Kiedy pod koniec gimnazjum nadszedł czas, by wybrać liceum obaj zgodnie wypowiedzieli się, że chcą iść do UA, czyli najlepszej szkoły dla bohaterów. Zdradzili też, że to dzięki temu drugiemu nie porzucili swoich marzeń i chcą być bohaterami dla innych tak jak ten drugi był dla niego. Udało się, obaj są w ich wymarzonej szkole, w tej samej klasie. Nie mogliby być szczęśliwsi - są w tej samej klasie ze swoim przyjacielem, pokonali przeciwności jakie los im rzucał pod nogi i spełniają swoje największe marzenie.

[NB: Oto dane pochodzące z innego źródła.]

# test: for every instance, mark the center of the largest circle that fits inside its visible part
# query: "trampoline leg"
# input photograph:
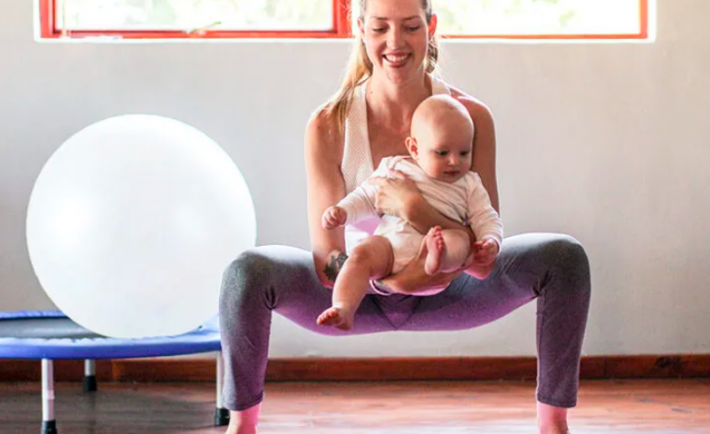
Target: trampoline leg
(90, 376)
(49, 425)
(221, 415)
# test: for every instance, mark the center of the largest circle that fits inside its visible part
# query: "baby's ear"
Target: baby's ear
(411, 143)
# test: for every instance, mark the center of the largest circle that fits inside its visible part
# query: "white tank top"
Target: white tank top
(357, 164)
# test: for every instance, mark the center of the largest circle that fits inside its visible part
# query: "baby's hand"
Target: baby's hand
(334, 217)
(485, 251)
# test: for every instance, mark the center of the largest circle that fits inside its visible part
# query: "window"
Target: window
(528, 19)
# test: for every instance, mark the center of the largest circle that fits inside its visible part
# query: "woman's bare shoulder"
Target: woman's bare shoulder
(323, 136)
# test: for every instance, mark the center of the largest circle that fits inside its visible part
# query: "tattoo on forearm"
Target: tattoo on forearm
(382, 285)
(333, 267)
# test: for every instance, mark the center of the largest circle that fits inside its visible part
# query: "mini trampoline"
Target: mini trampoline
(51, 335)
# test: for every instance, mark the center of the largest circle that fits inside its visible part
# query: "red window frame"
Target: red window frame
(341, 29)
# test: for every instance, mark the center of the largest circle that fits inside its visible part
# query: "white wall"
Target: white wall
(607, 142)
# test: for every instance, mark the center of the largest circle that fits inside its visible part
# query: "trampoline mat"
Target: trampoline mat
(52, 335)
(44, 328)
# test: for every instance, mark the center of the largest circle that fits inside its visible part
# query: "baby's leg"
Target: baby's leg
(371, 259)
(447, 249)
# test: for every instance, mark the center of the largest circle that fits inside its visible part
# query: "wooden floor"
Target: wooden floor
(638, 406)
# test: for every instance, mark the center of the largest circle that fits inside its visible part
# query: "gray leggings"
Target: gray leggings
(550, 268)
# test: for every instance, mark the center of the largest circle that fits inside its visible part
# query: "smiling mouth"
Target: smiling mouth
(396, 59)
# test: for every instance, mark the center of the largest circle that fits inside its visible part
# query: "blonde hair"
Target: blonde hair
(359, 69)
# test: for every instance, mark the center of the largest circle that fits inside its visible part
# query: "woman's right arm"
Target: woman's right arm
(323, 155)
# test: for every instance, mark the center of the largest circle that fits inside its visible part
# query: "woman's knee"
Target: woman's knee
(570, 258)
(248, 274)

Trochę to trwało, ale zdołali nawet utworzyć grupkę przyjaciół w skład której wchodził jeszcze jeden chłopak- Iida oraz dwie dziewczyny- Ochaco i Tsuyu. Ich skład nosił nazwę Dekusquad- od przezwiska Izuku. Kiedy się przedstawiał przez pomyłkę powiedział to przezwisko i taka nazwa już została. Poznali się na egzaminach wstępnych, gdzie chłopaki pomogli pozostałej trójce i potem zaczęli stopniowo ze sobą rozmawiać co zaowocowało utworzeniem squadu.
Jednak najmocniej widoczna więź była pomiędzy Shoto i Izuku, niektórzy nawet myśleli, że między nimi jest coś więcej niż przyjaźń, bo w niektórych momentach tak to wyglądało, lecz nigdy nie było jednoznacznego potwierdzenia.

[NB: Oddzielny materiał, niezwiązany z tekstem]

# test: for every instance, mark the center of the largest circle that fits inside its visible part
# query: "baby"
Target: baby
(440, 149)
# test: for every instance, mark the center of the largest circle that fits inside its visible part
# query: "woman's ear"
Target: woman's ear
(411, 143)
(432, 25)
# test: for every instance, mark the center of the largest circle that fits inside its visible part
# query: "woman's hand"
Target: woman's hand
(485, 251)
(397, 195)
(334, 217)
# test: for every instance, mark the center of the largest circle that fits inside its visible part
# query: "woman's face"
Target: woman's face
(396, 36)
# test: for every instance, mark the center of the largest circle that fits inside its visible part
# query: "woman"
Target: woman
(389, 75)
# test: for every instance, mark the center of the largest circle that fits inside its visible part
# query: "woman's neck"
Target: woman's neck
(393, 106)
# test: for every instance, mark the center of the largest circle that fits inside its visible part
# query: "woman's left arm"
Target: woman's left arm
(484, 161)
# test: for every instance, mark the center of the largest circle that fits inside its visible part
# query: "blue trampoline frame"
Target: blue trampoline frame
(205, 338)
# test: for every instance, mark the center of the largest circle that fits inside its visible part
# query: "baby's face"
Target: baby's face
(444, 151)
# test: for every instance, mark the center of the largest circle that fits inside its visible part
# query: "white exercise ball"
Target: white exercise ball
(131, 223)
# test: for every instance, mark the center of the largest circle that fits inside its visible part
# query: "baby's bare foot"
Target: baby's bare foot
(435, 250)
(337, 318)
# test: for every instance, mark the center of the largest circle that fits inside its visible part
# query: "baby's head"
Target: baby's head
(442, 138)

Sytuacja zmieniła się podczas ataku złoczyńców. Cała klasa brała udział w walce, która była ciężka i wyczerpująca nie tylko dla nauczycieli, którzy chronili uczniów, lecz też dla uczniów, którzy nie byli tak doświadczeni w walce.
Niestety ta walka zebrała krwawe żniwa.
Połowa klasy była poważnie ranna i zabierana do szpitala, a jedna osoba cały czas biegała od osoby do osoby w poszukiwaniu swojego drogiego przyjaciela, był to Izuku, który został rozdzielony z Shoto podczas zamieszania i go nie widział praktycznie od połowy walki, a teraz biega próbując go znaleźć.
Łzy prawie zalewały mu oczy, gdy dotarł do kolejnej karetki, która nie zabierała jego przyjaciela. Nie zważał na krzyki nauczycieli i ratowników by pozwolił się zbadać. Najpierw musiał się przekonać, że jego przyjacielowi nic nie jest i że jest bezpieczny.
Nagle usłyszał zamieszanie i krzyk przy jednej z karetek, gdy podszedł bliżej pierwsze co zobaczył to kolorowowłosy chłopak i już miało mu ulżyć, że go znalazł i otrzymuje pomoc dopóki nie usłyszał słów ratowników typu ,,potrzeba więcej krwi!'', ,,uciskajcie ranę!'' lub ,,nie może dojść do zatrzymania akcji serca!''. Po tym ostatnim nogi się ugięły pod zielonowłosym, usłyszał pisk w uszach, nie dowierzał w to co usłyszał. Kiedy ktoś go dotknął ten zareagował krzykiem. To był ich wychowawca Aizawa, który chciał go uspokoić, lecz nic nie działało, bo ten się upierał, że nigdzie nie pójdzie chyba, że do Shoto.
Aizawa westchnął i zgodził się go zabrać do szpitala. Tam musieli poczekać , ponieważ heterochromik przechodził ciężka operację, która trwała kilka godzin. Izuku na zmianę siadał i chodził po korytarzu w zniecierpliwieniu, nawet na chwilę nie zmrużył oka. W pewnym momencie dołączyła do nich rodzina Shoto, ale zielonooki nawet tego nie zajerestrował, tak się bał o przyjaciela. Po kilku godzinach operacja się zakończyła, a lekarz wyszedł z sali.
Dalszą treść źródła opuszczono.